The data proves this assumption dead wrong. When asked to take on tedious, unrelated tasks, the enjoyment of enthusiastic employees plummeted from 5.19 to 2.49 (on a 7-point scale). Meanwhile, less invested coworkers experienced a much smaller dip in satisfaction. 


More importantly, enthusiasm offered no protection against exhaustion. Both the enthusiastic and the less invested employees reported nearly identical burnout scores (4.86 vs. 4.93) when saddled with the extra work. Passion alone cannot soften the burden of an overloaded plate.


The High Cost of an Uneven Workload

Left to their own devices, managers rarely break this habit. When researchers observed real managers making delegation choices over a full workweek, they still assigned extra work to the enthusiastic employee 61% of the time, even on their most "balanced" days.


This persistent unevenness comes at a steep price. When enthusiastic employees are given an unfair share of extra work, their likelihood of looking for a new job jumps by nearly 40%. (Conversely, overworking less invested employees doesn't significantly change their turnover intentions). Ultimately, the company loses the exact people it can least afford to lose.


Furthermore, financial incentives don't even mitigate the damage. In one experiment, even when an enthusiastic employee's bonus was tied to their core performance, they missed the mark 69% of the time. Their actual work didn't suffer in quality; they simply ran out of time because their manager had siphoned off their capacity for unrelated tasks.


Two Simple Fixes

Reversing this destructive pattern doesn't require complex new HR software or heavy administrative overhead. The researchers identified two simple, highly effective interventions:


1. **Batch assignments:** Instead of doling out extra tasks one by one as they arise, managers should assign all anticipated extra work at once. This forces them to see the cumulative burden and stops them from defaulting to the same person.

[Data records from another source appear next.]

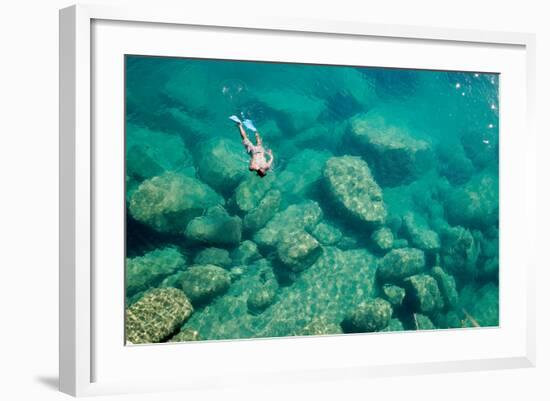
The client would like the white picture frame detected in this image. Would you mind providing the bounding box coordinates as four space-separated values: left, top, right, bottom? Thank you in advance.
59 5 536 396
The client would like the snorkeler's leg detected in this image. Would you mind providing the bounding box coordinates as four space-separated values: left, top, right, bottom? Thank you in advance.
237 124 248 141
256 131 263 146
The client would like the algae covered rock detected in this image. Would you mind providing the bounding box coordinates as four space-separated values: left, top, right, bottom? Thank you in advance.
243 189 281 231
126 248 185 295
254 201 323 247
370 227 394 251
441 226 480 278
349 110 433 186
231 240 262 265
232 174 275 212
343 298 393 333
324 156 387 226
404 274 445 314
380 318 405 332
296 316 343 336
459 283 499 327
126 123 193 181
403 212 441 252
382 284 405 307
445 171 499 228
185 207 242 246
197 138 248 193
128 172 224 234
277 230 322 272
126 288 193 344
179 265 231 304
193 248 231 267
170 329 200 343
246 285 276 314
430 266 458 308
311 222 342 245
378 248 426 282
413 313 437 330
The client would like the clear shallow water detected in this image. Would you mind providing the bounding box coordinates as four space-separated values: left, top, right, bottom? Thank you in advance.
126 56 499 343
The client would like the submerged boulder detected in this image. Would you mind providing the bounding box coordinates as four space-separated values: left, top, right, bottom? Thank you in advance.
243 189 281 232
170 329 200 343
343 298 393 333
197 138 248 193
254 201 323 247
349 110 433 186
277 230 322 272
404 274 445 314
441 226 480 278
231 240 262 265
403 212 441 252
232 174 275 212
193 248 231 267
128 172 224 234
126 248 185 295
185 207 242 246
179 265 231 304
445 172 499 228
382 284 405 307
378 248 426 282
126 288 193 344
430 266 458 308
296 316 343 336
311 222 342 245
324 156 387 226
370 227 394 251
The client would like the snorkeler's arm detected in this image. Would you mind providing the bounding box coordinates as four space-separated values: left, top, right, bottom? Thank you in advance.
237 124 252 141
256 131 262 146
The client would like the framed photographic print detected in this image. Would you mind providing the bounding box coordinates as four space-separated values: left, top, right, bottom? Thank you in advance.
60 6 534 395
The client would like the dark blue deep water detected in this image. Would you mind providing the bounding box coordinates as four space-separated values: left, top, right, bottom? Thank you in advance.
125 56 499 343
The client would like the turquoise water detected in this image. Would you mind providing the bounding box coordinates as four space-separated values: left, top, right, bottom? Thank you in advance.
125 56 499 343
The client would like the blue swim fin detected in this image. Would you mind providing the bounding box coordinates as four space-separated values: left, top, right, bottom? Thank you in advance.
229 115 242 124
243 120 258 132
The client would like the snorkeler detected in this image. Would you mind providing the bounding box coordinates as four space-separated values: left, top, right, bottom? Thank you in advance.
229 116 273 177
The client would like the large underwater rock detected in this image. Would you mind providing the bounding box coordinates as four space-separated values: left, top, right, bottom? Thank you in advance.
403 212 441 252
197 138 248 194
445 172 499 228
277 230 322 272
126 288 193 344
185 206 242 246
441 226 480 279
185 247 382 339
430 266 458 309
126 248 185 295
370 227 394 252
349 110 433 186
231 240 262 265
126 123 193 182
128 172 224 234
324 156 387 226
254 201 323 247
193 247 232 267
459 283 499 327
231 174 275 213
404 274 445 314
311 221 342 246
179 265 231 304
342 298 393 333
243 189 281 232
378 248 426 282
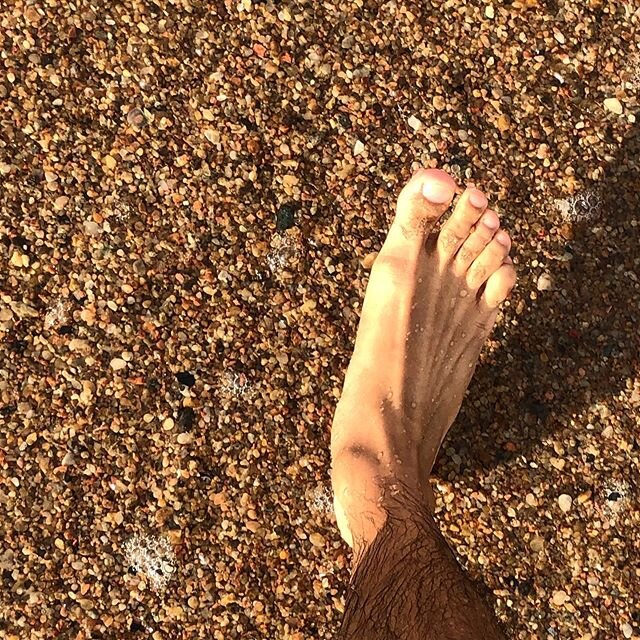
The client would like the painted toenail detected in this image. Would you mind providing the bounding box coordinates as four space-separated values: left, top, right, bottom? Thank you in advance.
422 180 453 204
469 189 488 209
482 215 500 230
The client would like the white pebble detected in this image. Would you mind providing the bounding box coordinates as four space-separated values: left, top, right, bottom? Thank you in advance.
537 273 553 291
111 358 127 371
407 116 422 131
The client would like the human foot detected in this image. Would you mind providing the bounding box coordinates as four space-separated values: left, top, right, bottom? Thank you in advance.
331 169 516 546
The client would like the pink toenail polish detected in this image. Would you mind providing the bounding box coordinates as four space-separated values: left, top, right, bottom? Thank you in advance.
469 189 488 209
422 181 453 204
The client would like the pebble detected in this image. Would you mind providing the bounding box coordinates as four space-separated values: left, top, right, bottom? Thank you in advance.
558 493 573 513
604 98 622 115
529 536 544 553
536 273 553 291
110 358 127 371
127 107 146 129
407 116 422 131
361 251 378 270
433 94 447 111
309 532 327 547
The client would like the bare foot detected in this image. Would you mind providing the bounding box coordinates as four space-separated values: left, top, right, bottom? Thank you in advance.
331 169 516 546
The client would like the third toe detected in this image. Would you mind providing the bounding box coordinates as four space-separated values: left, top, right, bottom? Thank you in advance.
453 209 500 276
438 187 487 260
466 229 511 289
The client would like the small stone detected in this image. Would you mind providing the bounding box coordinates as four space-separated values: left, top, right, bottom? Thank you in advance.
62 451 75 467
536 273 553 291
433 95 447 111
276 203 295 231
360 251 378 269
558 493 573 513
127 107 147 129
604 98 622 115
53 196 69 211
84 220 102 236
407 116 422 131
497 114 511 133
340 35 356 49
176 371 196 387
111 358 127 371
102 155 118 169
309 532 326 547
9 249 29 269
529 536 544 553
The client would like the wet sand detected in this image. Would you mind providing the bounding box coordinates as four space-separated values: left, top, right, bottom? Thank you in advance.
0 0 640 640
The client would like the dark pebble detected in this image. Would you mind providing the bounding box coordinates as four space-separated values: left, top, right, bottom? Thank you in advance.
276 203 296 231
176 371 196 387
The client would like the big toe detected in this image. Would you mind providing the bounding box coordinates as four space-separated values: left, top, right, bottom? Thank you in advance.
383 169 458 256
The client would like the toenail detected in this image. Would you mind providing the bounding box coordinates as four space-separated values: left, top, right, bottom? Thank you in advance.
496 233 509 247
422 180 453 204
482 214 500 230
469 189 488 209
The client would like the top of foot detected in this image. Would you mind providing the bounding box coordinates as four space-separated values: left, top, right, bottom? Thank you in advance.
331 169 516 552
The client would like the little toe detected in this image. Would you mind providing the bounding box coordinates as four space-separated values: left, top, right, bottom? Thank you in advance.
438 187 487 261
466 229 511 289
453 209 500 276
480 256 516 309
380 169 458 259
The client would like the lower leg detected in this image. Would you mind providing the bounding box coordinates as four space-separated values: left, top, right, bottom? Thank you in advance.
340 470 506 640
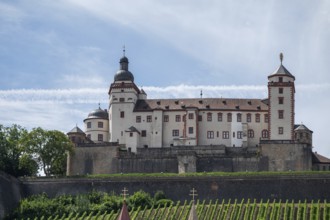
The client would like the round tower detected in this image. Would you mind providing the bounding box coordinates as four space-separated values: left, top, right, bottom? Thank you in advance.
109 50 141 145
268 53 295 140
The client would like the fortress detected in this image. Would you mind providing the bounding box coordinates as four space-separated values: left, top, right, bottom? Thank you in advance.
67 54 330 175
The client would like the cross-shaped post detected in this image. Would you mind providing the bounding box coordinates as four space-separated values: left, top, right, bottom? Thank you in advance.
189 188 198 202
120 187 128 201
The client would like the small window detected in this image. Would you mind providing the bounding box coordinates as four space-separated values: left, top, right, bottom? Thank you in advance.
278 110 284 119
237 113 242 122
261 129 268 138
256 113 260 123
264 114 269 123
222 131 229 139
97 134 103 141
278 97 284 105
218 112 222 121
207 131 214 139
227 113 232 122
172 129 179 137
278 127 284 134
207 112 212 121
246 113 251 122
248 129 254 138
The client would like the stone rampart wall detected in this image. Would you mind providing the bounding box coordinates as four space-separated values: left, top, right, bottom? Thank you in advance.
22 174 330 202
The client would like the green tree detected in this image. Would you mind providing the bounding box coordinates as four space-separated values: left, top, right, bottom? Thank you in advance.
0 124 38 177
25 127 73 176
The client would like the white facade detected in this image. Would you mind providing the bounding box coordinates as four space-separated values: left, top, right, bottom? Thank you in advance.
85 54 295 152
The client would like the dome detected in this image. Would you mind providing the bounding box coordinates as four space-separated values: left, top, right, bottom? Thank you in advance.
115 70 134 82
114 56 134 82
85 108 109 120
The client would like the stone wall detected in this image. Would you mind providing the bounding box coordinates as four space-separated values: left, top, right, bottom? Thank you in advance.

2. **Educate on burnout:** Simply providing managers with a brief, clear explanation that loving a job does not make an employee immune to burnout drastically changes their behavior. After reading this, managers chose the enthusiastic employee no more often than a coin flip.

Crucially, both of these interventions must be applied *before* the delegation decision is made. Once the extra work is assigned, the damage to the employee left holding the bag is already done.